Morra quem, morra quem não sabe amar.

Joelha aos meus pés e reza,
joelha aos meus pés e reza,
a tua, a tua linda oração.
A tua, a tua linda oração.

Levanta-te e dá-me um beijo,
levanta-te e dá-me um beijo,
amor do, amor do meu coração.
Amor do, amor do meu coração."

Por um momento, voltei a ser pequenina. Por um momento, fui inteiramente feliz.

domingo, agosto 20, 2006

Comprar nabo em saco

Não me lembro de alguma vez na vida ter comprado nabos. É um dos poucos legumes que nunca comprei porque o meu pai de vez em quando faz uma sementeira. E eu, nas minhas visitas quase diárias, acabo regressando a casa com dois ou três nabos fresquinhos. Põem um sabor tão especial nas sopas, que se nota logo a diferença quando, por algum motivo, não há sequer uma raminha de nabo.
Quando era criança, lembro-me de andar a brincar no terreiro e a minha mãe gritar de dentro da cozinha: " Líiiiilia, vai me arrancar um nabinho para deitar na massa." Eu deixava a brincadeira e encaminhava-me para o poio que ficava logo a seguir à "casa de lavar".
Como é mesmo que ela tinha dito? "Um nabinho". Então, para cumprir à risca a solicitação, olhava bem para o poio cheio de nabos e começava à procura de um que fosse pequenino, afinal ela tinha dito "um nabinho".
Chegava à cozinha, estendia-lhe o "nabinho" e ela: "O quê? Mas isto é alguma coisa? Isto não chega para esta panela de massa." Eu ficava confusa: "Mas a mãe disse um nabinho." "Pois disse, mas era uma forma de falar. Eu queria uns dois ou três, e maiores." Foi assim, com a simples história do nabinho, que aprendi que há "formas de falar" e que nem sempre aquilo que se diz é exactamente aquilo que se quer dizer. O meu interesse pelas palavras aumentou.
Desembrulhei agora esta memória, a propósito da expressão popular "comprar nabo em saco". Em sentido literal, eu nunca comprei nabos, muito menos em saco. Mas em sentido figurado, é óbvio que sim. Quem se pode gabar de nunca o ter feito? "Comprar nabo em saco" é deixar-se enganar, deixar-se levar. Equivale a ser ingénuo, a acreditar em algo que não corresponde à realidade. Julgar que se leva nabos bons dentro do saco e, afinal, eles não prestarem.
Por mais cautelosas que as pessoas sejam, lá vem o dia em que compram "nabo em saco". Até uma simples amizade, que se julgava simples e sincera, pode não passar de um nabo podre dentro de um saco. Dói carregar com o peso de nabos assim, mas esse é um dos inúmeros riscos de viver.

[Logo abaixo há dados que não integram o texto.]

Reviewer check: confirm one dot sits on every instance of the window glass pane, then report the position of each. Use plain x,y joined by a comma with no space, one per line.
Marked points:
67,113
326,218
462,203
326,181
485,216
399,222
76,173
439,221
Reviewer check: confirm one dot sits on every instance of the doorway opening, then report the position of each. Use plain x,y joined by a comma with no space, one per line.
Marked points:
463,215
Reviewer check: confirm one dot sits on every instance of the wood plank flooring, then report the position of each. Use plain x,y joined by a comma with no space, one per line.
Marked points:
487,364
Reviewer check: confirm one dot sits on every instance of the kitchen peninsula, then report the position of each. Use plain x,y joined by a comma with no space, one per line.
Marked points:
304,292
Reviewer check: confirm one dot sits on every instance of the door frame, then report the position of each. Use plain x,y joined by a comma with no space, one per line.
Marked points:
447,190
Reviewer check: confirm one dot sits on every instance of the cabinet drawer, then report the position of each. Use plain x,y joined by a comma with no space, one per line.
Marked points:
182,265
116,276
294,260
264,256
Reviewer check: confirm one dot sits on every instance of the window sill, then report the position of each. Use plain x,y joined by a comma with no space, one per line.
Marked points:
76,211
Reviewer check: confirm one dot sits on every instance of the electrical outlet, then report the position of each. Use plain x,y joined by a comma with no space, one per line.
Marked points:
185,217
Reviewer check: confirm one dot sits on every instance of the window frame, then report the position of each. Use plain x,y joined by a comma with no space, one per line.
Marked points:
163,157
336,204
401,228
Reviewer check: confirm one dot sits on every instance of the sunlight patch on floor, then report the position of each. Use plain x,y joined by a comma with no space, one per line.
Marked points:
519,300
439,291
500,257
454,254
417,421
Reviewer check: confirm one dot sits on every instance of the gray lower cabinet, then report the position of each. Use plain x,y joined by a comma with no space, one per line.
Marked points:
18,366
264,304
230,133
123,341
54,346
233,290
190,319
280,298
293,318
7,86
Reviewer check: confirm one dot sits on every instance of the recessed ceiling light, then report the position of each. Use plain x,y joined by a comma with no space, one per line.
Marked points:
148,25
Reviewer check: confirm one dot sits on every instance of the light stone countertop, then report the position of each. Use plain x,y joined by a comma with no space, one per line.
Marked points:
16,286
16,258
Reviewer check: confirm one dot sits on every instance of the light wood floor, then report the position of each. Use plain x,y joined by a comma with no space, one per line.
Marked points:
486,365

sexta-feira, agosto 18, 2006

Procurar uma agulha num palheiro

"Vais procurar uma agulha num palheiro?" Não ouvi a frase a nenhuma velhota, não senhora. Desta vez, não. Fui eu mesma que a disse a uma amiga, quando esta me revelou um projecto especial: encontrar a sua alma gémea.
Um projecto com uma base concreta, explicou: um conjunto de 15 datas de aniversário...em que supostamente terão nascido as suas almas gémeas. Ora, a coincidência fez com que uma dessas datas, que encontrou num livro de astrologia, seja precisamente a data de nascimento de alguém que já foi especial na sua vida.
"Mas isso é procurar uma agulha num palheiro!" Ou seja, é praticamente impossível encontrar. Eu chamo-a à razão e ela diz que a procura vale a pena. Volto a falar da agulha no palheiro, mas não a demovo.
Vai daí, decido espreitar o tal mesmíssimo livro. Eis as datas de nascimento das minhas possíveis almas gémeas: 6 e 12 de Janeiro; 4 e 10 de Fevereiro; 2 e 8 de Março; 6 de Abril; 4 de Maio; 2 de Junho. Se alguém vislumbrar a agulha no palheiro, avise.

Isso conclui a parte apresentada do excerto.